I’ll write about Anomalisa in more depth once it’s released nationally in January (and I have a chance to see it again), but I suspect cineaste buzz regarding Charlie Kaufman’s foray into stop-motion animation (co-directed with Duke Johnson) will be off the charts come then—it’s as very much its own thing as Synecdoche, New York (or for that matter, Her) was, and I can’t imagine how Paramount will market it. As for other new titles, Room excels mostly because of Brie Larson’s performance, which will surely nab her the Oscar nomination she deserved two years ago for Short Term 12. I’d tighten up the second half and nix Jacob Tremblay’s so-occasional-it’s-pointless annoying voiceover, but this might be the most challenging film (subject matter-wise) to win the audience award at Toronto. Brooklyn also benefits from a solid, film-carrying lead performance; I hadn’t really noticed Saoirse Ronan in anything since Atonement (never saw Hanna), and here she renders what could’ve been another middle-of-the-road prestige indie quite watchable (Emory Cohen also comes into his own as her affable beau.)
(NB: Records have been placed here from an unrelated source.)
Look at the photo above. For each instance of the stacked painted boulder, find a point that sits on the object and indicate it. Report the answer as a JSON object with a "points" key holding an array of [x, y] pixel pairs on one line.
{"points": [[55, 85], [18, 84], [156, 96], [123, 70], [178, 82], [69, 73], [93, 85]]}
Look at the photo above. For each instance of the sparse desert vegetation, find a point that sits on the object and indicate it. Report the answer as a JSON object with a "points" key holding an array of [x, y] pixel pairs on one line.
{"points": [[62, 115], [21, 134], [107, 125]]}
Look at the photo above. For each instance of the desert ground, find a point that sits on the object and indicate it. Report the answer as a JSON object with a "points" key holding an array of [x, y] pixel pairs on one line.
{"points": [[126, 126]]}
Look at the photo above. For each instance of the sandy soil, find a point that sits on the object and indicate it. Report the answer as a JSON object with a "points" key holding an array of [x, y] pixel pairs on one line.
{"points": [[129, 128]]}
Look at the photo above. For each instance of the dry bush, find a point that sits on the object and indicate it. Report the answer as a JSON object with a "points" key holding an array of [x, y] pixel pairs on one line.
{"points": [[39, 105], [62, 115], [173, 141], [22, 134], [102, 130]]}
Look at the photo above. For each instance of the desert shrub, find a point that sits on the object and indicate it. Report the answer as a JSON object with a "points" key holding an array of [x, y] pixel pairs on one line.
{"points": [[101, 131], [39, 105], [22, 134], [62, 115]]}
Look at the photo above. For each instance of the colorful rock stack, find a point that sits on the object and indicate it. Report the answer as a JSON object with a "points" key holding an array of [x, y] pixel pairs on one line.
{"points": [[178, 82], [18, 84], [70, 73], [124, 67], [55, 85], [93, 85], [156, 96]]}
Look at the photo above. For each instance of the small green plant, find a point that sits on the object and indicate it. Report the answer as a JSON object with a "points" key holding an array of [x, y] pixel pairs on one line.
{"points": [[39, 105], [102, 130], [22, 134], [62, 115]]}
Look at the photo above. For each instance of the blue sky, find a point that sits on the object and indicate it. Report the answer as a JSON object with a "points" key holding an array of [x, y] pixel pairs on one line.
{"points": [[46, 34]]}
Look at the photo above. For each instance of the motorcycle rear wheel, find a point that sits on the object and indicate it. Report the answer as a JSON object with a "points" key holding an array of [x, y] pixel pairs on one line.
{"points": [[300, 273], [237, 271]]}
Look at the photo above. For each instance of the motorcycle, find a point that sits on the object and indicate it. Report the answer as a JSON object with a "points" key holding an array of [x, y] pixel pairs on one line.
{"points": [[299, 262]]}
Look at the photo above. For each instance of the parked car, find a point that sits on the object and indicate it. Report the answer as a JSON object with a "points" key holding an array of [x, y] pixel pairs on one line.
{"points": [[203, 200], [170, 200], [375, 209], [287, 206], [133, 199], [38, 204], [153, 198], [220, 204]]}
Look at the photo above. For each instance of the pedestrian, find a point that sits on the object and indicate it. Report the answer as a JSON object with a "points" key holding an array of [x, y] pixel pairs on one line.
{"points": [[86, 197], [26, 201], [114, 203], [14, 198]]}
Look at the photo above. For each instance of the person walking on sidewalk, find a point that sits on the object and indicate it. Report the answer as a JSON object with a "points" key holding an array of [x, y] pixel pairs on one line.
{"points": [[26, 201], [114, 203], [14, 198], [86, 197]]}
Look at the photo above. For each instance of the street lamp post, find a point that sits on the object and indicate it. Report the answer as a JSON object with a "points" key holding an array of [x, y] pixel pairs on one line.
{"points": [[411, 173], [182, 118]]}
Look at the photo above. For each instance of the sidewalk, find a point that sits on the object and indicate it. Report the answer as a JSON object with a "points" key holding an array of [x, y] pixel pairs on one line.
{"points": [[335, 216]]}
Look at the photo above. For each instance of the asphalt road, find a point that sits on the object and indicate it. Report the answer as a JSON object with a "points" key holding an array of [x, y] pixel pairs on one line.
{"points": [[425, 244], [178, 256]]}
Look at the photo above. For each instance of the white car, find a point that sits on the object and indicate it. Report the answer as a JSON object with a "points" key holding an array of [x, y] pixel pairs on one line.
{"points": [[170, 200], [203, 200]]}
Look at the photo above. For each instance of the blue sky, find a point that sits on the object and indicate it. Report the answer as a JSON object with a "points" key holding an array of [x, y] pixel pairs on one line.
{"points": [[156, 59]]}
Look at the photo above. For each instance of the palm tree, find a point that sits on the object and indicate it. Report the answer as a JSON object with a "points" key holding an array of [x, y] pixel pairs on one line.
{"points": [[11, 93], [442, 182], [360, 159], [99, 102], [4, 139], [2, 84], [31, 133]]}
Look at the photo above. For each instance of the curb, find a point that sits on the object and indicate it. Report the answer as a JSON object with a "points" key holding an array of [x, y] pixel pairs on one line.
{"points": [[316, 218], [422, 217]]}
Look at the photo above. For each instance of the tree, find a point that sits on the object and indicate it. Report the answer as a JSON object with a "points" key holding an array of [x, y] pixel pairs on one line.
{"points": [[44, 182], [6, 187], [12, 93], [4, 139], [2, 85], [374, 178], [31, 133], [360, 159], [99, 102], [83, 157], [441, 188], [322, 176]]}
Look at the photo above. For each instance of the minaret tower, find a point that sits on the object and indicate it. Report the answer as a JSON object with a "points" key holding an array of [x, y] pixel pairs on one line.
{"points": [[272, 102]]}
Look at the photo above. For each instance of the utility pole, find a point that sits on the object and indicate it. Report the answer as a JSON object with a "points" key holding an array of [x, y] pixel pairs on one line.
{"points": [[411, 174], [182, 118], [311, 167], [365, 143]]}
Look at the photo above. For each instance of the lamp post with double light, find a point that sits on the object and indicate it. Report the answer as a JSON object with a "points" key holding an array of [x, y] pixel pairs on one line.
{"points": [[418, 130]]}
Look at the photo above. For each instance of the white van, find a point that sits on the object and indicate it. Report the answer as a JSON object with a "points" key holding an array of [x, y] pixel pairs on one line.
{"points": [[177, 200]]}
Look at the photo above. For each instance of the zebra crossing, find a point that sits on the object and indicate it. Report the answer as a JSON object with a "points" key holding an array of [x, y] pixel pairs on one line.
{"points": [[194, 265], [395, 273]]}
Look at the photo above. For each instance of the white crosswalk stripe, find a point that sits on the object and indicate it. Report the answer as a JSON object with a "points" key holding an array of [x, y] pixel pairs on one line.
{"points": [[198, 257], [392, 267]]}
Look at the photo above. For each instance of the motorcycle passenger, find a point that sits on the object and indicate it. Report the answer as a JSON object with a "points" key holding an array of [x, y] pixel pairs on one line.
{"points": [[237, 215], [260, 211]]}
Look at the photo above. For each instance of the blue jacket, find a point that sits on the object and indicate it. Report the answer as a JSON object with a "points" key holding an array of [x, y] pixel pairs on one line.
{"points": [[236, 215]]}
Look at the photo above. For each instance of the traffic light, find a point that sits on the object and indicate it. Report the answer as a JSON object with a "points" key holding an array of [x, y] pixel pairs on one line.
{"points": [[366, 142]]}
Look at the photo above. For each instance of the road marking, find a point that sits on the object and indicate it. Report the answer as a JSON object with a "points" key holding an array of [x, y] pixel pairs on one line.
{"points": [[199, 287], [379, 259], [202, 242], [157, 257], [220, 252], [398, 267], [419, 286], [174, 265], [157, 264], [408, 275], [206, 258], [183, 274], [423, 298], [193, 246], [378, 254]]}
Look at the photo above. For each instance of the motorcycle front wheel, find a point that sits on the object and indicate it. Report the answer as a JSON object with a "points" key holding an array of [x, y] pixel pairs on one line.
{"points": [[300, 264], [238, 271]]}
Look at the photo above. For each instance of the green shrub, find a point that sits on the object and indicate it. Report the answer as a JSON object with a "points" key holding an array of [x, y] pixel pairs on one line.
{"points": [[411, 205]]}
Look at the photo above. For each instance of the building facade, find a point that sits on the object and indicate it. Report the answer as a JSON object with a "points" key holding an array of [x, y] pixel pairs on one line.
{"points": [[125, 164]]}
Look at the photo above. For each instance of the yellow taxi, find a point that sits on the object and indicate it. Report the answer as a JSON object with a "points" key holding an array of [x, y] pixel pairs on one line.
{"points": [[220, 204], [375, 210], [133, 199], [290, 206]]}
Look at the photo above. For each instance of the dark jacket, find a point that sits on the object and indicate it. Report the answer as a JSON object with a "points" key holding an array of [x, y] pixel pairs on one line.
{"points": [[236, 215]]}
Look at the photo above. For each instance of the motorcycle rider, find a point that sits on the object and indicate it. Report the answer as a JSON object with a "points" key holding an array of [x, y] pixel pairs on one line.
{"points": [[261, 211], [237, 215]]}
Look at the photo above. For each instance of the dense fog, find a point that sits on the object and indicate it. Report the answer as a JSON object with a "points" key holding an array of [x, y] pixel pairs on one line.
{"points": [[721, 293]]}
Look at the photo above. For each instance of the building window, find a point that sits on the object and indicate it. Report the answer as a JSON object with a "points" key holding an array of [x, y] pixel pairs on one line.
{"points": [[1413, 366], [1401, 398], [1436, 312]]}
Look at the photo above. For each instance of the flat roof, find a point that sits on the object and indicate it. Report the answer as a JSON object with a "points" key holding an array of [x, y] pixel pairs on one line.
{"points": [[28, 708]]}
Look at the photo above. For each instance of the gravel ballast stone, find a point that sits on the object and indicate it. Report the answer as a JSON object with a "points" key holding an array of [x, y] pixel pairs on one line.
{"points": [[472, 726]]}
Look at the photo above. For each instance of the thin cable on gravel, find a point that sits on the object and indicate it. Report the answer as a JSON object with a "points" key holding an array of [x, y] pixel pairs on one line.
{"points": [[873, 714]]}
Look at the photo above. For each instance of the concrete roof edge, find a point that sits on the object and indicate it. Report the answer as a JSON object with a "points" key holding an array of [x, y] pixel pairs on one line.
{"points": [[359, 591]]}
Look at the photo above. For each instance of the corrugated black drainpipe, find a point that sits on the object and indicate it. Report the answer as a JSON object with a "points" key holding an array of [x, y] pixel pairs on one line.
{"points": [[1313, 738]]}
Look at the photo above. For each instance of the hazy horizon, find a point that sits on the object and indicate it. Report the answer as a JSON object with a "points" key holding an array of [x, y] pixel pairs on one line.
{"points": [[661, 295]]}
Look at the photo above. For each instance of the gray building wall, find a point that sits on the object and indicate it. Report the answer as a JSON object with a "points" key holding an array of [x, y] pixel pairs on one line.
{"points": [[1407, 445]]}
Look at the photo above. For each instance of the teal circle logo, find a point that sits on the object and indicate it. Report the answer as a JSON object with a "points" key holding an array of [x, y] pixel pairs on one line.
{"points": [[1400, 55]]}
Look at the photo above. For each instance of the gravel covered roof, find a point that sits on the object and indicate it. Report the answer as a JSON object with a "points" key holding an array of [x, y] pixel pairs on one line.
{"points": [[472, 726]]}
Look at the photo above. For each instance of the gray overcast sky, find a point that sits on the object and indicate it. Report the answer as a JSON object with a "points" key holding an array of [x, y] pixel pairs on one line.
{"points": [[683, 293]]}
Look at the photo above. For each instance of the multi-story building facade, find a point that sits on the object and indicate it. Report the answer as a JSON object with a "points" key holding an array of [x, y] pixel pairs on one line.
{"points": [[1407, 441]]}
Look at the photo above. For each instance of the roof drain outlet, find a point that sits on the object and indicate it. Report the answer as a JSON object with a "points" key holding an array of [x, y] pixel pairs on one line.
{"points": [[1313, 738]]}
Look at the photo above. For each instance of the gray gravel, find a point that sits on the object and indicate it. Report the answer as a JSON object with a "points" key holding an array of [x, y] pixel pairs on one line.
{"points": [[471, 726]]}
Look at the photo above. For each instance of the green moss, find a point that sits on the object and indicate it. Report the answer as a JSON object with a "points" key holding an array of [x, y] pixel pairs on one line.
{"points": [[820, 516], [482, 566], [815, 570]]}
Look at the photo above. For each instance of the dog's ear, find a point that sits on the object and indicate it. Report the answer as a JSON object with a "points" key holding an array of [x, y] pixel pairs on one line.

If I were rating The Assassin on technique and style alone, it would get a higher mark. The narrative begins and ends strongly but sags in the middle—a problem I’ve often had with Hou’s work (in particular, his historical epics). But if you have a chance to see it on a big screen, by all means go. On that note, I think I might’ve gotten a little more out of White God had I seen it in a theatre, especially for the film’s already-famous wide shots of dogs running through Budapest’s streets. Sort of a gloss on The Birds but told from both perspectives, it’s interesting in how it shows/contrasts processes of learned behavior for both canines and humans. However, I can only recommend it with the caveat that it does contain many scenes of animal cruelty—all humanely staged, as the credits take great pains to point out, but I couldn’t sit through them again. Although far from the best new doc I’ve seen this year, I have no qualms recommending The Search For General Tso, a thoughtful, fizzy think-piece on Chinese-American food and the secret history behind the titular, seemingly omnipresent take-out staple.
As for older titles: Best In Show remains the funniest Guest-related mockumentary, though not the one with the most heart (or the one with the most soul)… The Decline of Western Civilization has value as a cultural artifact, a decent record of Los Angeles punk circa-1980, but the scene itself simply isn’t as intriguing or as good as its New York/London progenitors. I have higher expectations for the sequel (AKA The Metal Years), currently sitting in my DVR queue… I have yet to watch The Godfather Part II (someday, I promise), but I’ll bet The Conversation is Coppola’s best work, made at a smaller scale he’s tried to recapture in recent years and probably never will post-Apocalypse Now. A big name star (Gene Hackman) playing a rather prudish (but brilliant) character, a crisis of conscience, intricate sound design and camera work, a plot twist that remains startling 15+ years since the last time I saw it: is there, or could there possibly be any modern analogue to all of this?